/automate_boring_stuff_python

Exercises and notes from the book Automate the Boring Stuff with Python

Primary LanguagePython

Automate the Boring Stuff with Python, 2nd Ed.

Practical Programming for Total Beginners by Al Sweigart
Published by no starch press in November 2019, 592 pp.
ISBN-13: 9781593279929

Started reading/studying this book on Februari 1, 2021.

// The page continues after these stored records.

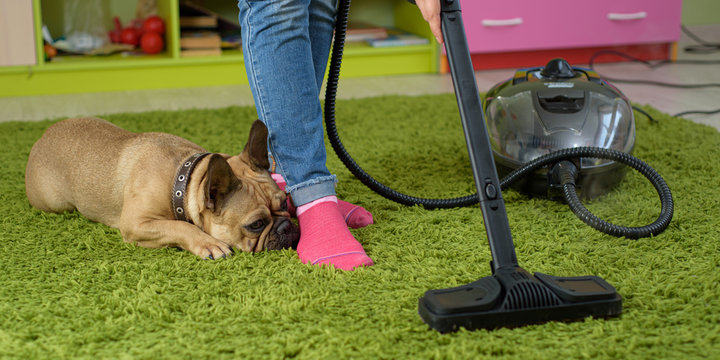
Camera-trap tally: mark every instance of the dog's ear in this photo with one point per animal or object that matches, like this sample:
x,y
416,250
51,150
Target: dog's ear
x,y
220,181
256,147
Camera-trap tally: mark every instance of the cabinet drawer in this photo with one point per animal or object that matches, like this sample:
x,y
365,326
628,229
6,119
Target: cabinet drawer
x,y
514,25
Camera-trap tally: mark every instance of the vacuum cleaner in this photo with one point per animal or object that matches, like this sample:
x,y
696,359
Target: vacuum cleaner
x,y
557,125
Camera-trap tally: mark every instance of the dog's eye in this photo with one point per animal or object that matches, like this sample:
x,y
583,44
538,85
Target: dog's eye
x,y
257,226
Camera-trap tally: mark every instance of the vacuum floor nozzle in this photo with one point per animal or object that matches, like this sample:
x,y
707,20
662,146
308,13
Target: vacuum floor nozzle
x,y
513,297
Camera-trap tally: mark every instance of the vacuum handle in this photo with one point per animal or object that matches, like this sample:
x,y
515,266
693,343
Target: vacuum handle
x,y
476,137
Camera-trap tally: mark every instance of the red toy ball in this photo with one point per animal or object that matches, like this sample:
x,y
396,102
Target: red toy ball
x,y
129,36
154,24
151,43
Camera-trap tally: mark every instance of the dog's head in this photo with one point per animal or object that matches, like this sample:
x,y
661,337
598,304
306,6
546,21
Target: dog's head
x,y
240,204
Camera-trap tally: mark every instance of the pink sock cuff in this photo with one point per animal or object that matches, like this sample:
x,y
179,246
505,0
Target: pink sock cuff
x,y
277,177
314,262
302,208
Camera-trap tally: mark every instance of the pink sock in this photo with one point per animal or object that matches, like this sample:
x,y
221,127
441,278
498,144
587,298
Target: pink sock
x,y
355,216
325,238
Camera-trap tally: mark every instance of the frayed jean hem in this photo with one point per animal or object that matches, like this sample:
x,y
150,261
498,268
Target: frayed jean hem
x,y
312,190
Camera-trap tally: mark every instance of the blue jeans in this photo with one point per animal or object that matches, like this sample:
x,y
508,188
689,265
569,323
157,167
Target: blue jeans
x,y
286,45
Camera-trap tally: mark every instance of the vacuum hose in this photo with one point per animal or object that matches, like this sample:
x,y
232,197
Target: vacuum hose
x,y
564,173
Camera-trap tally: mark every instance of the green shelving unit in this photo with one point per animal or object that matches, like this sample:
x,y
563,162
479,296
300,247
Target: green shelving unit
x,y
84,74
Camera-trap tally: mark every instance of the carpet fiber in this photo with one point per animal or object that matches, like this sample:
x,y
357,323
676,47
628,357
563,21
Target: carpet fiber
x,y
71,288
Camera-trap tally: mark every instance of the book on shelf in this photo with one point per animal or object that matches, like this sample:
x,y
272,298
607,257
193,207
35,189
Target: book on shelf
x,y
359,31
198,21
203,39
398,38
200,52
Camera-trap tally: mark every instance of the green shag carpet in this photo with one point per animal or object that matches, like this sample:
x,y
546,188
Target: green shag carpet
x,y
71,288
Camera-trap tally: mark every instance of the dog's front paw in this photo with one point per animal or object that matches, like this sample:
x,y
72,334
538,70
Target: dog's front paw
x,y
211,250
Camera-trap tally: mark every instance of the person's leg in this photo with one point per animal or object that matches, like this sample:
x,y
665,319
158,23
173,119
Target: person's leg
x,y
278,54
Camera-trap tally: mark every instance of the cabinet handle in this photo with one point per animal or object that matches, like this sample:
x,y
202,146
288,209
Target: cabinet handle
x,y
502,22
627,16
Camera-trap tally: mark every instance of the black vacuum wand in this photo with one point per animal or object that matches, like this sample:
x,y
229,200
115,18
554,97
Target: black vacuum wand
x,y
511,296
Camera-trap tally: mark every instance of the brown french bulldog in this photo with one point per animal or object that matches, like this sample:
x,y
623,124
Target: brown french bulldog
x,y
161,190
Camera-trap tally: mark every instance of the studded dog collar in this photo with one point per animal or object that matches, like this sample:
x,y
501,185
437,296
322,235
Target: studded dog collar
x,y
182,179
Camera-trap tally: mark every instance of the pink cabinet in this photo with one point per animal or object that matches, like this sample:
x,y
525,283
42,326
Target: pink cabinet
x,y
523,25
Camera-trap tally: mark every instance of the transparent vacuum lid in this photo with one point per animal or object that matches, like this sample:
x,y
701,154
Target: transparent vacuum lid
x,y
531,123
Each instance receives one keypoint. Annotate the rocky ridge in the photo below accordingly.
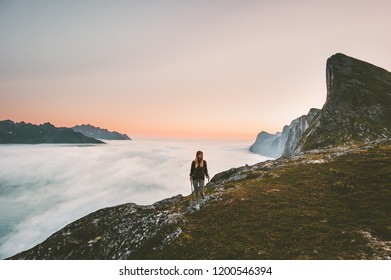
(357, 108)
(99, 133)
(27, 133)
(330, 217)
(283, 143)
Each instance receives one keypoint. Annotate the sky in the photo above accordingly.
(179, 69)
(57, 184)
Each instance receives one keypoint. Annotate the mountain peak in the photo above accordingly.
(357, 108)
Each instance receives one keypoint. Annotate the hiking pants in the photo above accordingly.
(198, 188)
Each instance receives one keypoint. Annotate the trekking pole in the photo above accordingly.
(192, 190)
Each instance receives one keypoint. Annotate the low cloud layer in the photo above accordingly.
(45, 187)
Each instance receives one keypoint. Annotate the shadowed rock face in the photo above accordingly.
(99, 133)
(358, 105)
(329, 203)
(113, 233)
(27, 133)
(283, 143)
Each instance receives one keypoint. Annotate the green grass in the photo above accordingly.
(297, 211)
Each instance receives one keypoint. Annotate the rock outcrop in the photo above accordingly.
(99, 133)
(358, 105)
(317, 205)
(283, 143)
(27, 133)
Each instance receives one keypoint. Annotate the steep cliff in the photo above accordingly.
(99, 133)
(27, 133)
(283, 143)
(325, 204)
(358, 105)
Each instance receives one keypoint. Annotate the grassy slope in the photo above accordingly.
(296, 210)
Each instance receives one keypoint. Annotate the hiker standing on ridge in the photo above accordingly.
(198, 171)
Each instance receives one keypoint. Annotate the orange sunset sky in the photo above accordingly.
(189, 69)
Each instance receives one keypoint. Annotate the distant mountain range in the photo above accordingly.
(27, 133)
(330, 200)
(99, 133)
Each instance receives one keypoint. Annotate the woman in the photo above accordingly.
(198, 171)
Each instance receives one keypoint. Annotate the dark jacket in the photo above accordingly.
(198, 173)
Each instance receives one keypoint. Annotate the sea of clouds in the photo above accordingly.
(45, 187)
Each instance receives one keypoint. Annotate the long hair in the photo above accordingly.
(202, 159)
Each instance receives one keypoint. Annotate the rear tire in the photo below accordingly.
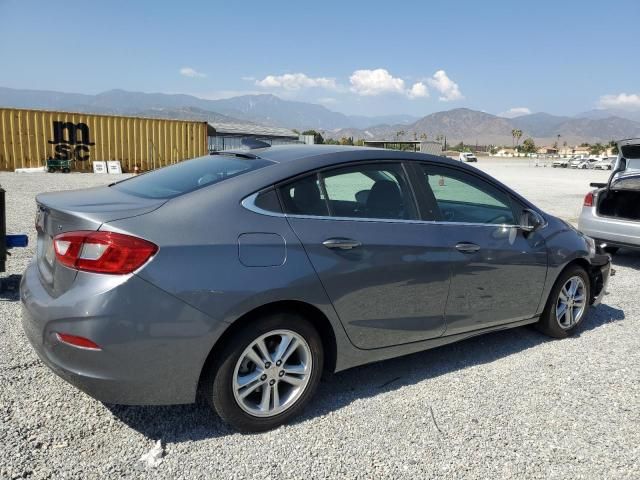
(252, 393)
(566, 309)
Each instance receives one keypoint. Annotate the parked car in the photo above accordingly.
(560, 163)
(611, 212)
(248, 274)
(576, 162)
(604, 164)
(467, 157)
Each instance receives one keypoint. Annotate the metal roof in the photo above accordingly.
(251, 129)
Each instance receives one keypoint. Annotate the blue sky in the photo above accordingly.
(366, 57)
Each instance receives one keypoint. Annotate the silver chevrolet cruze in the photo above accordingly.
(246, 275)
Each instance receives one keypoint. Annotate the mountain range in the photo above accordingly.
(460, 124)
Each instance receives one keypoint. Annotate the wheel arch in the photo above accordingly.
(310, 312)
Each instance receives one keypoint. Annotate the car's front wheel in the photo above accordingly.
(266, 372)
(568, 303)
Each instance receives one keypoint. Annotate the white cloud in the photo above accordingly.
(191, 72)
(375, 82)
(296, 81)
(624, 101)
(418, 90)
(515, 112)
(380, 81)
(448, 89)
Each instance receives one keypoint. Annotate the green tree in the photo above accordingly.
(317, 136)
(516, 133)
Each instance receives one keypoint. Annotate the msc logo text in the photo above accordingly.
(71, 140)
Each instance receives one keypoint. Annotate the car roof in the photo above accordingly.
(327, 154)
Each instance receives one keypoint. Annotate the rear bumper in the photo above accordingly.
(153, 346)
(613, 231)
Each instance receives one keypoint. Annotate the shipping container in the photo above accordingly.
(28, 138)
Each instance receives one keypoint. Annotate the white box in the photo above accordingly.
(113, 166)
(99, 167)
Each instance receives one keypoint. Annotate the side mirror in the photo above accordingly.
(530, 220)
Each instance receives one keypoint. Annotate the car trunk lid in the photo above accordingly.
(61, 212)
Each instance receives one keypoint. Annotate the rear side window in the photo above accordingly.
(190, 175)
(364, 191)
(463, 198)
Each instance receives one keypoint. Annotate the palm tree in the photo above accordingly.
(516, 133)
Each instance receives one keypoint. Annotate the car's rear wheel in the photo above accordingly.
(266, 373)
(567, 305)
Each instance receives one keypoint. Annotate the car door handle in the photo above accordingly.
(467, 247)
(341, 243)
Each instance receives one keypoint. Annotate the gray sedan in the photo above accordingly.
(246, 275)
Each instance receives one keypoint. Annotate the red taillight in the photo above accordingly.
(77, 341)
(588, 200)
(102, 252)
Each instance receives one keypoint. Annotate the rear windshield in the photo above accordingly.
(187, 176)
(631, 151)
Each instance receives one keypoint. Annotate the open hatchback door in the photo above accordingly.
(611, 214)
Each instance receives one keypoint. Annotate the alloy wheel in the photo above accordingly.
(571, 303)
(272, 373)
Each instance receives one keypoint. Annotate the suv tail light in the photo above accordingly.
(102, 252)
(588, 200)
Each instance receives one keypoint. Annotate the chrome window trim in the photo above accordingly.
(249, 204)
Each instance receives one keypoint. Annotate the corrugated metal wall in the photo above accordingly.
(29, 137)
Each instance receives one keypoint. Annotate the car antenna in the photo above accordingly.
(252, 143)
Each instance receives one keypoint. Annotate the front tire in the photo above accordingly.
(266, 373)
(567, 305)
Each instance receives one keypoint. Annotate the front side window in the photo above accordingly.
(464, 198)
(363, 191)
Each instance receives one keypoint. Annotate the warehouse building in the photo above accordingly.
(424, 146)
(28, 138)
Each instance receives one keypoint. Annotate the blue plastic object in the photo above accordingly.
(17, 241)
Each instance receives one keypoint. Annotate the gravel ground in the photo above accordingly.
(510, 404)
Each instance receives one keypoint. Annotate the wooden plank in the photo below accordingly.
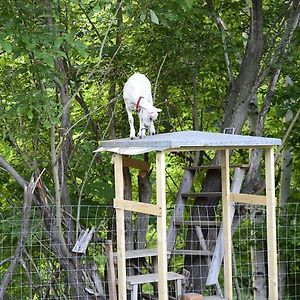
(199, 223)
(218, 255)
(130, 254)
(111, 276)
(248, 199)
(153, 277)
(177, 216)
(246, 166)
(162, 259)
(227, 223)
(202, 194)
(271, 224)
(136, 163)
(192, 252)
(83, 241)
(140, 207)
(119, 193)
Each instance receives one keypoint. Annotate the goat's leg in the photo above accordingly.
(131, 123)
(151, 129)
(141, 132)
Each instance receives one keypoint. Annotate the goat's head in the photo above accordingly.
(148, 116)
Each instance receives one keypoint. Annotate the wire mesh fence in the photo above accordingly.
(45, 271)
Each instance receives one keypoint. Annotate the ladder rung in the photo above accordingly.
(192, 252)
(140, 253)
(201, 195)
(148, 278)
(199, 223)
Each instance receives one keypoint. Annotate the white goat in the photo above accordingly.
(137, 96)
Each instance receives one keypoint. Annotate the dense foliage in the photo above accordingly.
(63, 65)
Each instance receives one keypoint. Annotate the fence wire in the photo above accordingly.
(44, 271)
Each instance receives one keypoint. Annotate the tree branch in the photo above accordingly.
(223, 30)
(11, 170)
(28, 195)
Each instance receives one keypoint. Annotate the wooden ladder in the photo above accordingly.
(214, 258)
(134, 281)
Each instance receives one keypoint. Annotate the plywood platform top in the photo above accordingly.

Exercises and notes from the book Automate the Boring Stuff with Python

Download the code and files for this book: https://nostarch.com/automatestuff2/

PART I: Python Programming Basics

Chapter 01: Python Basics

Read Februari 1, 2021

Chapter 02: Flow Control

Read Februari 4, 2021

Chapter 03: Functions

Read Februari 10, 2021.

Keyword arguments are often used for optional arguments. The print function has two optional arguments: end and sep.

Example with end:

print("Hello")
print("World")

# Output:
# Hello
# World

print("Hello", sep='') # an empty string replaces the default newline character
print("World")

# Output:
# HelloWorld

Example with sep:

print('cats', 'dogs', 'mice')

# Output:
# cats dogs mice

print('cats', 'dogs', 'mice', sep=', ')

# Output:
# cats, dogs, mice

How to catch a keyboard interrupt exception caused by pressing CTRL-C?

    ...
    except KeyboardInterrupt:
        sys.exit()

Chapter 04: Lists

Read Februari 13, 2021.

Multiple assignment or tuple unpacking is a technique I always forget exists:

cat = ['fat', 'gray', 'loud']
size, color, disposition = cat

Enumerate-function:

for index, item in enumerate(supplyList):

Random choice: return a randomly selected item from a list

pet = random.choice(pets)

Random shuffle: reorders the items in a list. It modifies the list in place, it doesn't return a new list.

random.shuffle(pets)

The augmented assignment statements += and *= can be used on lists as well.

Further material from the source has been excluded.